In political terms, the sanctions have been also disastrous. Less than a month to the forthcoming 11th presidential election in Iran, imposing new sanctions will send the signal to both the Iranian nation and the next president that the main goal of sanctions is not to bring about suitable grounds for a deal between Iran and the West over the Islamic Republic's nuclear issue through diplomatic means.
The main goal, however, is to further exacerbate the economic situation in Iran in the hope that it would finally lead to a social explosion and the overthrow of the Islamic establishment. The real result of this mentality is that imposition of new sanctions will not only fail to make Iran change its mind about pursuing its nuclear energy program through legal and peaceful channels, but will also obliterate any chance for building confidence and reaching a compromise with the West by the coming president. As a result of that situation, the current standoff over Iran's nuclear energy program may continue indefinitely.

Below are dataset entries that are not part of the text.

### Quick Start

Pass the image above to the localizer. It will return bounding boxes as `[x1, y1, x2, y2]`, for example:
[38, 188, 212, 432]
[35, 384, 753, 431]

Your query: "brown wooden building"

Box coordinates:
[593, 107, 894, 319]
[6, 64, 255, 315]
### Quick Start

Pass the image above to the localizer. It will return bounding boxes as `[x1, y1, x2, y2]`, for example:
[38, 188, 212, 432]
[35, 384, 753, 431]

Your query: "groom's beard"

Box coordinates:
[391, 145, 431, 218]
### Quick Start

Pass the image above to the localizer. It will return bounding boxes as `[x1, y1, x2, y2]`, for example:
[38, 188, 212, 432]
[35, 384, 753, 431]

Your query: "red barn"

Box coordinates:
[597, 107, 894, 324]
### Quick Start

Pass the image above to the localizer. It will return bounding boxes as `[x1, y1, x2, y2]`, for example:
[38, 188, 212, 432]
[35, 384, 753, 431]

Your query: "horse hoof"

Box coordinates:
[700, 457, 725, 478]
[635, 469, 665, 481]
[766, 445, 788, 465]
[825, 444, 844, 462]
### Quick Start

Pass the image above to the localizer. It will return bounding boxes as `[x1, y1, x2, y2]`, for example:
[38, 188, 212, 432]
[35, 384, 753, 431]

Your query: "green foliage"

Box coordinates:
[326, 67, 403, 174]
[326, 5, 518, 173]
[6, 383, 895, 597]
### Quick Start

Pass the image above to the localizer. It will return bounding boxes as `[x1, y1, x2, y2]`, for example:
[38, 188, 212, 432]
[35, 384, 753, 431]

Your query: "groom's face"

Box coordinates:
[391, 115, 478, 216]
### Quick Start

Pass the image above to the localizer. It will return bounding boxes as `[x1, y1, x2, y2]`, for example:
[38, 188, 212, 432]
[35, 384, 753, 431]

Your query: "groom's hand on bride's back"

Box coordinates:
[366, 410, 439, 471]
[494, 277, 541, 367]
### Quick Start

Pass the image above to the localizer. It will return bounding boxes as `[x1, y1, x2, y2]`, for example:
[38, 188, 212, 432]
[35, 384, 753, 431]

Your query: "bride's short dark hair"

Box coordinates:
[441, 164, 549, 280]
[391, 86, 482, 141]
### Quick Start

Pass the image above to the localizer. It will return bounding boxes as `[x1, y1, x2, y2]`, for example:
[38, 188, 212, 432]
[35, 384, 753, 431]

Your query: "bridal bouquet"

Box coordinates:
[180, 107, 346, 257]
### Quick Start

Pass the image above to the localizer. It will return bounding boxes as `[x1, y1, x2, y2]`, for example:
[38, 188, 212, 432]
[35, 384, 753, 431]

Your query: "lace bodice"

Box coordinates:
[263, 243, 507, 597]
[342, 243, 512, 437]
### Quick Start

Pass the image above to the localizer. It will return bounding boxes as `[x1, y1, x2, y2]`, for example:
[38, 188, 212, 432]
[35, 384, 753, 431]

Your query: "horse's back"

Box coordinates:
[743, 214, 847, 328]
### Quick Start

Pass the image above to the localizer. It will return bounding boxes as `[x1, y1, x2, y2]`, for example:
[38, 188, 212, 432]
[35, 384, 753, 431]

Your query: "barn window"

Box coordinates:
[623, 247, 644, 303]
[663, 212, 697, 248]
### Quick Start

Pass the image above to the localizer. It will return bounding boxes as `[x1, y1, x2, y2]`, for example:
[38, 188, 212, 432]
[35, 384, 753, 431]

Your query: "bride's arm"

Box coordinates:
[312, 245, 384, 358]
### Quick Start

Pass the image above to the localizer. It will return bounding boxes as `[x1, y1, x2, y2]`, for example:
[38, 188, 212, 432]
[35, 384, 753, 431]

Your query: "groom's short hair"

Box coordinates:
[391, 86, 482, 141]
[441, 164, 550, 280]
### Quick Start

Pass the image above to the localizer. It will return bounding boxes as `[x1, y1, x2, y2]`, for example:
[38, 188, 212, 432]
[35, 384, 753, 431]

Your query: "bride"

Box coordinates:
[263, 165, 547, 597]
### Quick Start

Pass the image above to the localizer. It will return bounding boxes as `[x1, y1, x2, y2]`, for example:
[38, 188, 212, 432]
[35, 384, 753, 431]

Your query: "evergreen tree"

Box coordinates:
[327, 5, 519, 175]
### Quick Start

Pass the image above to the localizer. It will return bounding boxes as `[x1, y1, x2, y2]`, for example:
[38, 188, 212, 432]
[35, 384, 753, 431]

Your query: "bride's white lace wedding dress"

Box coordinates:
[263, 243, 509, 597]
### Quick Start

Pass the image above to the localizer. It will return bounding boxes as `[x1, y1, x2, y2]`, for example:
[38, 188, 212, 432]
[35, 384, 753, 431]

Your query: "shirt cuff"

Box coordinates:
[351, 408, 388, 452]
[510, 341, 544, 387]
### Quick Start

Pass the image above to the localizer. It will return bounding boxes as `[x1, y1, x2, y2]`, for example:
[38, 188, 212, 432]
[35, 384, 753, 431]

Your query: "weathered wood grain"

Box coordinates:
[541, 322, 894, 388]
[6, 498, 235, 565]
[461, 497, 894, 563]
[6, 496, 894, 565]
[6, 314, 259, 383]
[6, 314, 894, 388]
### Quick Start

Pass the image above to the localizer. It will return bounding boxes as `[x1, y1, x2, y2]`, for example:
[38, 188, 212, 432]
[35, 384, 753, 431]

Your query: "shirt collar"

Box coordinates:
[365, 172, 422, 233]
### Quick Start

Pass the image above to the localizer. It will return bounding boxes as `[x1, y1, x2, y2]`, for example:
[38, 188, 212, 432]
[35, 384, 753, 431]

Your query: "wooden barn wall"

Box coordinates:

Unfortunately, past experiences have proven that there is no limit to the arrogance of the Western states. Presuming that the sanctions are sure to produce a powerful economic effect on Iran, Western diplomats maintain that new sanctions will finally bring Iran to its knees, making it to implore to the Uncle Sam. In this way, they believe, the future president of Iran will have to give in to their demands.
The ultimate outcome of such behaviors will be, in fact, unavoidable deadlock in the nuclear negotiations before the next Iranian president comes to office, as a result of which finding a diplomatic solution to Iran's nuclear issue would be well-nigh impossible.